The modest 1.7% dividend yield is unlikely to be guiding the market view of the stock. We note that, in three years, revenue has actually grown at a 10% annual rate, so that doesn't seem to be a reason to sell shares. It's probably worht worth investigating Hikma Pharmaceuticals further; while we may be missing something on this analysis, there might also be an opportunity.
You can see below how earnings and revenue have changed over time (discover the exact values by clicking on the image).
We like that insiders have been buying shares in the last twelve months. Even so, future earnings will be far more important to whether current shareholders make money. You can see what analysts are predicting for Hikma Pharmaceuticals in this interactive graph of future profit estimates.
What About Dividends?
As well as measuring the share price return, investors should also consider the total shareholder return (TSR). The TSR incorporates the value of any spin-offs or discounted capital raisings, along with any dividends, based on the assumption that the dividends are reinvested. Arguably, the TSR gives a more comprehensive picture of the return generated by a stock. As it happens, Hikma Pharmaceuticals's TSR for the last 3 years was -27%, which exceeds the share price return mentioned earlier. The dividends paid by the company have thusly boosted the total shareholder return.
A Different Perspective
We're pleased to report that Hikma Pharmaceuticals shareholders have received a total shareholder return of 24% over one year. That's including the dividend. That's better than the annualised return of 1.5% over half a decade, implying that the company is doing better recently. Someone with an optimistic perspective could view the recent improvement in TSR as indicating that the business itself is getting better with time. It is all well and good that insiders have been buying shares, but we suggest you check here to see what price insiders were buying at.
Hikma Pharmaceuticals is not the only stock that insiders are buying. For those who like to find winning investments this free list of growing companies with recent insider purchasing, could be just the ticket.
Please note, the market returns quoted in this article reflect the market weighted average returns of stocks that currently trade on GB exchanges.
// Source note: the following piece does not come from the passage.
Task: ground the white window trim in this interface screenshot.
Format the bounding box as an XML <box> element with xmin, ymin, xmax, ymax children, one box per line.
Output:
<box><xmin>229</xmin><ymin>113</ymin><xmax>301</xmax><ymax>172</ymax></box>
We aim to bring you long-term focused research analysis driven by fundamental data. Note that our analysis may not factor in the latest price-sensitive company announcements or qualitative material.
If you spot an error that warrants correction, please contact the editor at firstname.lastname@example.org. This article by Simply Wall St is general in nature. It does not constitute a recommendation to buy or sell any stock, and does not take account of your objectives, or your financial situation. Simply Wall St has no position in the stocks mentioned. Thank you for reading.